There are numerous other interchange standards based on XML including MathML [12], the Chemical Markup Language (CML), the Bioinformatics Sequence Markup Language (BSML) [18], and the Extensible Scientific Interchange Language (XSIL) [19]. In general, these are predicated upon the use of common metadata standards for describing objects, properties, and relationships in the specialized scientific domain.


Online education is an area where standards are increasingly important. Evidence of this can be seen in the number of groups working on standards for describing and sharing educational resources in an online environment. Some of these include: the Aviation Industry CBT Committee (AICC), the European CEN/ISSS Learning Technologies group(CEN/ISSS LT), the Education working group of the Dublin Core Metadata Initiative (DC Education), the IEEE Learning Technology Standards Committee (IEEE LTSC), the Instructional Management Systems project (IMS) Global Learning Consortium, and EdNA (Education Network Australia). [35] These groups are all involved in creating standards for interoperability, integration, and the use of the semantic web.
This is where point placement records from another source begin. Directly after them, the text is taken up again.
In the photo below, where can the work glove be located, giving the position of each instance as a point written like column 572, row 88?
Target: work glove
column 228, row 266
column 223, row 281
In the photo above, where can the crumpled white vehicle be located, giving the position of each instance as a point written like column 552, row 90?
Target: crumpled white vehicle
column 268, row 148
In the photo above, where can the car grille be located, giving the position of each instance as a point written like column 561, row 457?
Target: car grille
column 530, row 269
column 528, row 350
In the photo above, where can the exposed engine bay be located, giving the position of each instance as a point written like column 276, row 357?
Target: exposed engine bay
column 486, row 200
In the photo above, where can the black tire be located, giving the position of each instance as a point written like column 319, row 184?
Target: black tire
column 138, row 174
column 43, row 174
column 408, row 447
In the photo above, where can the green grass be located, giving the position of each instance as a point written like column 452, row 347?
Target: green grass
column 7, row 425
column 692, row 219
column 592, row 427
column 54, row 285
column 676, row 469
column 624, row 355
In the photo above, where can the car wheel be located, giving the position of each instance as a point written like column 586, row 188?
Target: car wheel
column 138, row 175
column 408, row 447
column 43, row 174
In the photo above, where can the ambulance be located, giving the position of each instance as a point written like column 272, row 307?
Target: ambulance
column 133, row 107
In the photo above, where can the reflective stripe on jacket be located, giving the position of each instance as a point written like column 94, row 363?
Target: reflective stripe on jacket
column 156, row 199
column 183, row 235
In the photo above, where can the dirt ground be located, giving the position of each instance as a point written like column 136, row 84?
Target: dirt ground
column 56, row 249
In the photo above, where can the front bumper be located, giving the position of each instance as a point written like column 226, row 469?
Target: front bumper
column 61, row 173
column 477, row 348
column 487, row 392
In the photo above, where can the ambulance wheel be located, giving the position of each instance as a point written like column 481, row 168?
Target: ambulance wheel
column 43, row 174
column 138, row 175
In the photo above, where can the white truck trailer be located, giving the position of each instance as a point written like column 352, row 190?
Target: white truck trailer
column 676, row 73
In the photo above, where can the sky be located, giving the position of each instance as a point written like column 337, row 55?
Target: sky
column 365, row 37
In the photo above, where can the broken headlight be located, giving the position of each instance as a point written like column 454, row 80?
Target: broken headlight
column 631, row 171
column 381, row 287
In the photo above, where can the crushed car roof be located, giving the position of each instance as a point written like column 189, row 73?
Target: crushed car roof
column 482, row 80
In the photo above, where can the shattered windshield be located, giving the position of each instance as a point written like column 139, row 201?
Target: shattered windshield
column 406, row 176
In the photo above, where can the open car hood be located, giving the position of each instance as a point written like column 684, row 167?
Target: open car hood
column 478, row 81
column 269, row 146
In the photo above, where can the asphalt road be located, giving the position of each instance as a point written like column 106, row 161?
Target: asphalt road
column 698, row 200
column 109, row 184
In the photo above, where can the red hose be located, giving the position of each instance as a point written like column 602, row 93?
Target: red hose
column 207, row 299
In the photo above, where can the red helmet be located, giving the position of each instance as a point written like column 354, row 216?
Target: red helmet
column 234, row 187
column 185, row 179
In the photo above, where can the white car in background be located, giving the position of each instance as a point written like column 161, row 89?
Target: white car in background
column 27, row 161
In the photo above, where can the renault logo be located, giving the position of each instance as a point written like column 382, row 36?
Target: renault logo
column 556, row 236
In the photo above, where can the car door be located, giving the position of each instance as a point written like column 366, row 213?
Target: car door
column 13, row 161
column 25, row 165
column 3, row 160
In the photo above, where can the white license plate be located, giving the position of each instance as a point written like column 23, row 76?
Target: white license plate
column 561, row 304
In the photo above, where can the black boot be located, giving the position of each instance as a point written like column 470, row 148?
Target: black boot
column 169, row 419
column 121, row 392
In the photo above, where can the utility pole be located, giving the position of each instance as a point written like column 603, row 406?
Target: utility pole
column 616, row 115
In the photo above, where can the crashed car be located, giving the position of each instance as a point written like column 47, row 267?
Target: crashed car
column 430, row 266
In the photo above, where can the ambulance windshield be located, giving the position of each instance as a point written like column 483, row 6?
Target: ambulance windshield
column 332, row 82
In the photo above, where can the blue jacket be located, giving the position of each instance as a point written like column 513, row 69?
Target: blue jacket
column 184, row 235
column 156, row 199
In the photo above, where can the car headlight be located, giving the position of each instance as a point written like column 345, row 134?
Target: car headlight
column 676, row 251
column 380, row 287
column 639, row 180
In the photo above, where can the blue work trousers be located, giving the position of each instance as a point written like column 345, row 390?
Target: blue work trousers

This discussion will treat two of these organizations: IMS and IEEE LTSC.

Influencing the standards development of many, if not all, of these groups is the Dublin Core Metadata Initiative (DCMI) [37]: “an international collaborative effort to establish and maintain standards for describing Internet resources with the aims of enabling targeted resource discovery and interoperability of information exchange.” [38] The DCMI defines 15 standard data elements which provide a common core of semantics for resource description. In addition, tools and software are available through DCMI for creating metadata, automatic extraction/gathering of metadata and conversion between metadata formats.

The IMS consortium [34] is involved in a broad scope of work related to developing standards for “repository technology to support the configuration, presentation, and delivery of learning objects” and in the “integration of e-learning with existing and emerging online digital asset services.” Standards are oriented towards the training market and industry. Stakeholders come from Higher Education, K-12 schools and training organizations.[35] The IMS Learning Object Metadata Working Group has developed a standards model derived from Dublin Core.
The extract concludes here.